桓宸不禁开始身边人产生了点点佩服,若非他亲身下去探路,谁能想到,陷阱之中竟然有一道小的裂缝,凉飕飕的风竟从那里直吹进来。
那裂缝虽小,却是一个通风口。
如果没了这通风口,哪怕他们能逃过炮弹一劫,仍会被困在这幽闭的窟窿中,最终窒息而死。有通风口意味着有出口,也就是说,他们能活着出去。
忽然,密室急剧地摇动了几下,措不及防的桓宸一晃,眼看就要滑到几案之下,淬满了剧毒的暗器丛中,手疾眼快的桓尧忙拦腰抱起失去平衡的身子,就势躺下,用自己的身体覆盖着,双脚牢牢勾住了几案的边延。
抹了抹额头的汗珠,还好——他的千斤坠又可派上用场。
紧紧搂着心爱的人儿,桓尧的心剧烈地跳动着。
不知时间过了多久,或许一个时辰,或许一天,更不知外面变化多大,曾经困助他们的石室或许被夷为平地,而乾坤岛或许成了人间地狱,或许……
这些并不是桓尧和桓宸所关心的。
他们只是维持着相同的姿态不动,感觉彼此之间所传递的体温,以及让人安心的呼吸声——皆是两人生存的证据。
经历了海啸,机关,现在的炮火洗礼,他们依然活着。
清楚地知道他和他还活着,一切就已足够,其它的,无暇顾及。
「奉天海军,果然名不虚传,难怪能纵横天下无敌手。
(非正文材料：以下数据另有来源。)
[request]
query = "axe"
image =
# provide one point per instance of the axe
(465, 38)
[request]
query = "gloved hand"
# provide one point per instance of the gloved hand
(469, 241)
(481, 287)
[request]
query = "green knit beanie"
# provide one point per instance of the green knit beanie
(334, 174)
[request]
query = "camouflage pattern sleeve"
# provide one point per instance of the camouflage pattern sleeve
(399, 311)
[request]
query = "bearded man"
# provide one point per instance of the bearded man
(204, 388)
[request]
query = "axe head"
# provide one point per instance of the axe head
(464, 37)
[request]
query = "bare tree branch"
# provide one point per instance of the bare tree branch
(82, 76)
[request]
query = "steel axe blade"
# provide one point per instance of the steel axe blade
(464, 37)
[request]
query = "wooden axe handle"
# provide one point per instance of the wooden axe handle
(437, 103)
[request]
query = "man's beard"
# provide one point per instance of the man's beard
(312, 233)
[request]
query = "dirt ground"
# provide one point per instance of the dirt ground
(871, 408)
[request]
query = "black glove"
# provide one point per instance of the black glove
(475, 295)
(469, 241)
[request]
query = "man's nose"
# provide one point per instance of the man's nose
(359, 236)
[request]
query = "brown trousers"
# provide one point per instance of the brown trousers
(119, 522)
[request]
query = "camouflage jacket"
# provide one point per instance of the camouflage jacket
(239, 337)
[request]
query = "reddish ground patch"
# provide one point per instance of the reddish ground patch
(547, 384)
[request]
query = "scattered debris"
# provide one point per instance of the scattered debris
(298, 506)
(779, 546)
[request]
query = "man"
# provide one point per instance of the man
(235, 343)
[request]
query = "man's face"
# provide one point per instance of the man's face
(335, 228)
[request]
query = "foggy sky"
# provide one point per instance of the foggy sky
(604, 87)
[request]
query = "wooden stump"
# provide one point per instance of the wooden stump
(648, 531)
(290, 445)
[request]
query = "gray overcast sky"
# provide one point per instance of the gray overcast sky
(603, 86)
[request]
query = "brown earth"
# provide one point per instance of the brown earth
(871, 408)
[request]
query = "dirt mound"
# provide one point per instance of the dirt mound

」
桓宸语带赞叹,打破了沉默。
「那是我一手训练出来的,焉能会差?」
桓尧笑得非常邀功,虽说不懂水性,但丝毫妨碍不了他八年的苦心经营,亲自调教出来了一支无敌的奉天水师在海上称霸。
「希望翠儿,小鸾,盈袖,沈大美人他们能逃过一劫。」
炮火无情,乾坤岛难逃劫难。
「……你的美人,心未必在你的身上。」
「在不在我身上,与你无关,只要你别来搅和。」
凭什幺他就夜夜繁花暖绣被,而他却孤枕寒锦衾?
从前处处受制于人,所以才对其忍气吞声,如今他命悬于他,还不连本带利,一并儿要回来?尤其是小沉,他是万万不会让出来。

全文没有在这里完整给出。